Les lecteurs de longue date de cette chronique savent que je n'accorde pas une grande confiance aux modèles ou aux prévisions. En effet, plus le modèle est compliqué et plus le terme requis par la prédiction est long, plus il sera imprécis. Cependant, les marchés réagissent aux prévisions, et c'est pourquoi il est pertinent pour les traders de savoir ce que les différentes organisations prédisent en termes d'offre et de demande de pétrole.
Récemment, l'OPEP et l'Agence internationale de l'énergie (AIE) ont toutes deux publié de nouvelles prévisions de marché pour le quatrième trimestre de 2022 et 2023. Voici un aperçu de leurs prévisions de croissance de la demande mondiale de pétrole et de leur signification pour le marché.
Agence internationale de l'énergie
L'AIE a révisé ses prévisions actuelles pour 2022 croissance de la demande à la baisse de 110 000 bpj, car elle s'attend à ce que la croissance de la demande de pétrole s'arrête essentiellement au quatrième trimestre de cette année.

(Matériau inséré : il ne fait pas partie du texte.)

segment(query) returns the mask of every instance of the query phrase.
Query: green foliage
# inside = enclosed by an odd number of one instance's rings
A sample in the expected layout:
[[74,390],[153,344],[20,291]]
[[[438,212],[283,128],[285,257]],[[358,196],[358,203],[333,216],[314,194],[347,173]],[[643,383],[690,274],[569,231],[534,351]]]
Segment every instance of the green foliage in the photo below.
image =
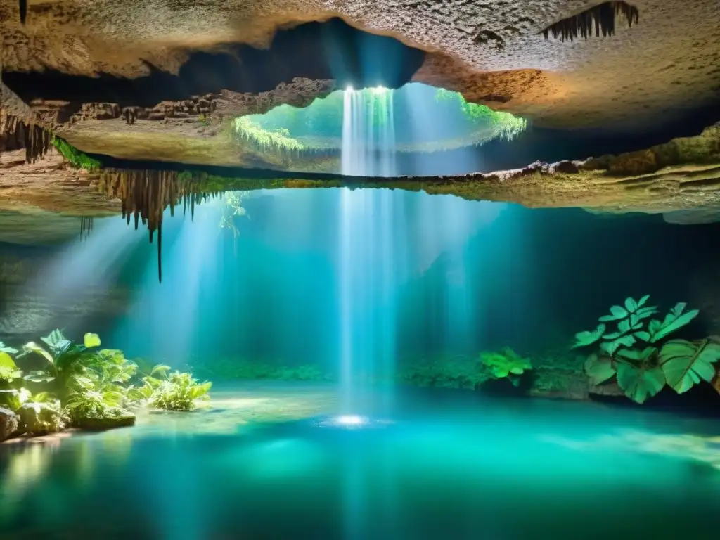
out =
[[480,353],[480,361],[490,371],[495,379],[509,377],[513,384],[518,380],[513,375],[522,375],[532,369],[530,361],[519,356],[510,347],[503,347],[500,352]]
[[26,388],[0,390],[0,405],[17,413],[20,431],[30,436],[62,431],[68,420],[60,401],[44,392],[33,395]]
[[485,351],[476,358],[442,356],[401,367],[397,379],[419,387],[475,390],[487,381],[507,378],[517,385],[532,366],[509,347]]
[[[45,346],[34,341],[27,343],[19,358],[28,355],[42,357],[47,362],[46,367],[27,373],[24,379],[29,382],[53,383],[54,391],[62,400],[71,387],[71,379],[84,373],[85,364],[93,361],[94,354],[90,351],[91,347],[66,339],[59,330],[40,339]],[[94,340],[90,338],[89,342],[94,343]]]
[[438,102],[456,104],[465,116],[473,122],[482,122],[495,127],[501,138],[511,140],[527,127],[527,120],[509,112],[493,111],[485,105],[468,103],[462,94],[438,88],[435,94]]
[[[135,415],[127,408],[145,398],[141,389],[132,384],[138,372],[136,364],[125,358],[120,351],[99,348],[101,341],[94,333],[85,334],[79,344],[56,330],[40,341],[42,345],[26,343],[17,358],[32,356],[35,364],[37,360],[44,361],[43,369],[30,371],[19,379],[32,385],[31,388],[44,391],[32,395],[24,387],[0,390],[0,403],[20,415],[29,426],[28,433],[50,433],[68,423],[86,429],[135,423]],[[4,367],[19,369],[9,354],[0,354],[4,355],[0,357]],[[207,400],[210,383],[194,384],[186,377],[174,374],[166,379],[172,387],[168,395],[174,405],[179,406],[183,399],[186,402]],[[158,386],[167,390],[164,384]],[[174,396],[171,390],[176,392]]]
[[102,349],[88,357],[69,382],[66,407],[73,423],[130,414],[125,408],[143,398],[129,384],[137,371],[138,366],[120,351]]
[[248,117],[240,117],[233,121],[233,134],[237,140],[264,153],[273,152],[282,155],[303,148],[300,141],[289,137],[288,130],[266,130]]
[[[657,312],[646,306],[649,295],[636,301],[627,298],[623,306],[613,305],[610,314],[600,317],[600,324],[591,332],[575,334],[572,348],[597,344],[598,350],[588,356],[585,372],[593,384],[611,382],[615,377],[625,395],[638,403],[656,395],[668,384],[678,393],[686,392],[701,380],[710,382],[715,374],[713,364],[720,359],[720,344],[714,340],[660,342],[690,323],[697,310],[685,311],[677,304],[662,320],[647,319]],[[605,333],[605,323],[616,322],[616,330]],[[647,328],[646,328],[647,324]],[[644,347],[634,348],[644,341]]]
[[702,381],[711,382],[720,359],[720,343],[715,338],[700,341],[673,339],[660,351],[660,361],[667,384],[678,394]]
[[638,364],[620,362],[617,377],[618,385],[625,395],[638,403],[644,403],[665,385],[662,369],[647,362]]
[[598,325],[598,328],[590,332],[578,332],[575,334],[575,344],[572,348],[585,347],[592,345],[603,337],[605,333],[605,325]]
[[189,373],[174,372],[168,374],[169,366],[158,365],[143,377],[140,390],[151,407],[168,410],[193,410],[210,400],[212,383],[198,383]]
[[65,429],[67,416],[58,400],[28,401],[16,411],[23,431],[31,436],[54,433]]
[[230,230],[233,238],[236,239],[240,235],[240,230],[235,224],[237,217],[248,217],[247,210],[243,207],[243,197],[246,192],[228,192],[225,195],[224,204],[222,206],[220,215],[220,229]]
[[2,342],[0,342],[0,388],[10,386],[11,383],[22,377],[22,370],[5,350],[17,352],[16,349],[4,347]]
[[315,364],[276,366],[265,362],[222,359],[194,368],[203,378],[215,380],[324,381],[330,376]]
[[65,139],[55,137],[53,139],[53,144],[58,149],[58,151],[63,155],[63,157],[76,168],[84,168],[89,172],[94,172],[102,168],[102,163],[100,161],[83,153],[74,146],[69,144]]
[[401,366],[397,377],[412,386],[475,390],[492,376],[480,356],[440,356]]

L'agence prévoit que les blocages de Covid en Chine paralysent l'économie chinoise et que les ralentissements économiques dans les pays de l'OCDE (notamment en Europe) nuisent à la demande de pétrole. Cette prévision a été largement considérée comme le coupable de la chute des prix du pétrole mercredi.
Cependant, l'AIE estime que le ralentissement chinois ne sera que temporaire, car elle prévoit un revirement majeur pour la Chine en 2023. L'agence prévoit que les restrictions Covid seront levées et que la demande de pétrole de la Chine reprendra à mesure que l'économie se développera. Ceci, couplé à un boom des voyages aériens qui stimulera la demande de kérosène, entraînera une croissance de 2,1 millions de bpj de la demande mondiale de pétrole en 2023, selon l'AIE.
Notamment, l'AIE ne voit pas la croissance de la demande de pétrole revenir dans les nations de l'OCDE. Au lieu de cela, toute la croissance dans ses prévisions est concentrée en Chine tandis que l'OCDE boite, entravée par les sanctions contre les produits énergétiques russes.
Parce qu'une grande partie des prévisions de l'AIE dépendent de l'économie chinoise, les traders devraient garder un œil sur la Chine pour voir si cette croissance annoncée peut être prise au sérieux. Si la Chine continue d'instituer ses politiques de "zéro-covid" qui verrouillent périodiquement son économie et font baisser la demande de pétrole, alors nous pourrions ne pas voir 2,1 millions de bpj de croissance de la demande de pétrole en 2022.
Il existe également un argument selon lequel la Chine estime qu'il est bénéfique de continuer à verrouiller diverses villes - en utilisant Covid comme excuse - alors que les prix des matières premières sont plus élevés que ce que la Chine souhaiterait. Il sera intéressant de voir si la baisse des prix des matières premières coïncide avec un assouplissement anticipé de la politique "zéro Covid" de la Chine ou non en 2023.
Organisation des pays exportateurs de pétrole
L'OPEP a publié son rapport mensuel sur le marché du pétrole mardi et, contrairement à l'AIE, elle n'a pas révisé ses prévisions de demande de pétrole. L'OPEP a maintenu stable sa prévision de croissance de la demande de pétrole pour 2022. Elle a reconnu que, bien que de nombreuses nations soient confrontées à une forte inflation, la demande de pétrole est restée stable. L'OPEP a mis en évidence certains indicateurs, tels que les dépenses de détail aux États-Unis et en Europe, comme des signes que l'activité économique résiste mieux que prévu.
L'OPEP prévoit une augmentation de 2,7 millions de bpj de la demande mondiale de pétrole en 2023, ce qui porterait la demande mondiale de pétrole à 102,73 millions de bpj, dépassant enfin la demande mondiale de pétrole de 2019. L'OPEP ne s'inquiète pas d'un ralentissement de l'économie chinoise au quatrième trimestre 2022 et s'attend à ce que le marché connaisse moins de risques géologiques, des réductions des restrictions Covid et des "performances toujours solides dans les principaux pays consommateurs".
Peut-être que le rapport de l'OPEP dépeint une vision trop optimiste de l'économie en 2023. Il peut être difficile de concilier le point de vue de l'OPEP avec certains indicateurs économiques récents tels que inflation et les licenciements d'entreprises aux États-Unis, les prix de l'énergie et le rationnement énergétique en Europe. Mais les traders doivent prêter attention à cette prévision de l'OPEP, car les pays de l'OPEP l'examineront lors de leur prochaine réunion. Elle suggère que les réductions de production ne seraient pas justifiées. Les pays de l'OPEP prennent en compte diverses données et prévisions lors de leurs réunions, mais les propres prévisions de l'organisation sont significatives.